Regional roads need cash to bridge gap, says Glenn Milne

THE state of roads in north-west Victoria is of “major concern” and greater government funding is urgently needed to fix the problem, according to Mildura infrastructure and assets portfolio councillor Glenn Milne.

Councillors have been told there is a gap between available funding and what needs to be spent in the municipality to maintain and address deficient roads.

Mildura attracts up to $5 million in state and federal road funding in any given year, however that still does not close the funding gap.

In a memo sent to councillors this month, development general manager Mandy Whelan said that in the past five years there had been 280 serious crashes resulting in seven people being killed, 69 sustaining serious injury and 284 sustaining other injuries on Mildura Council-managed roads.

Ms Whelan said an RACV report titled Have Your Say on Regional Victoria’s Most Dangerous Roads estimated that 80 per cent of the 180,000km of regional roads with 100km/h speed limits in Victoria needed upgrading.
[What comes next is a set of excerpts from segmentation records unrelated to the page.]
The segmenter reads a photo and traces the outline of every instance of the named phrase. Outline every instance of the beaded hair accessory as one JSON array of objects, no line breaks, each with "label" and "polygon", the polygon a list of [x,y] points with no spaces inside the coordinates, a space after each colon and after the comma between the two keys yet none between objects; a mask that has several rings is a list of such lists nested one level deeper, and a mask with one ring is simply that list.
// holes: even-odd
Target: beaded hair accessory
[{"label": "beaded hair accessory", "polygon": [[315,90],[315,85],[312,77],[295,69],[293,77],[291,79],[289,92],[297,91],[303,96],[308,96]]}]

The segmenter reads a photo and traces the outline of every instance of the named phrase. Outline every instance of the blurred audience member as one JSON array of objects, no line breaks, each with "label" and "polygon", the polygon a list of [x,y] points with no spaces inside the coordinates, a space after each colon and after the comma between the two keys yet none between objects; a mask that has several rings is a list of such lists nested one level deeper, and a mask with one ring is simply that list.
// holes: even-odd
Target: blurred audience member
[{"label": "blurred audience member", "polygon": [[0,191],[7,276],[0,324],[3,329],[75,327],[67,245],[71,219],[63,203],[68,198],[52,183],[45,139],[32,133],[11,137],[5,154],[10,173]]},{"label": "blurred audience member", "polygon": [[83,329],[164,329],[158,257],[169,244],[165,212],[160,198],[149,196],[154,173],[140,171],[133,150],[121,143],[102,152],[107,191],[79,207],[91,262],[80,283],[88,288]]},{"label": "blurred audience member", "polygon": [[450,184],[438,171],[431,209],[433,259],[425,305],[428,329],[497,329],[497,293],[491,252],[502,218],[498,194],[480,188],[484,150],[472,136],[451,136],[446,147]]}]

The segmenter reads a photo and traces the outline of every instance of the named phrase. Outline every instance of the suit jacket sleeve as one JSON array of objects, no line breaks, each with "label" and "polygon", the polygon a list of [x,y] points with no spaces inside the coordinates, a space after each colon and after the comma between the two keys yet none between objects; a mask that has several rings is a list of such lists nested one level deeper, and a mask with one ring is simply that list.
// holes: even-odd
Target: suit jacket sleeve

She said that of those, the report named Seventeenth Street, from Etiwanda Avenue to River Avenue, as the only road identified within the municipality.

Reducing some road speed limits is an option being explored in order to deal with the issue and reduce the overall upgrade costs.

Cr Milne said councils wanted to see a greater spend in the regions “and the sooner the better”.

“Long-term, unless there’s some pretty serious funding put into roads, you can see that the cost of maintaining them across small council areas like ours eventually is going to overcome the resources and the ability of a council to respond,” he said.

“And it needs to be done fairly quickly because, as the years go by, that cost multiplies exponentially.”

Cr Milne said governments should also consider funding on a municipality-by-municipality basis.

“I know governments try to be fair to each municipality, but they really do have to start looking at what each council is responsible for because some have got far greater responsibility than others and we’re one of those.

“We rely on transport and we rely on that road system greatly for our future, for our income, for everything we make and grow, et cetera, so it’s not something we can kind of do without.

“And you don’t want to knock the speed limits down because then you have got slower transport that are slower to market and part of our growth in farming output is our ability to get goods to market on time, every time.”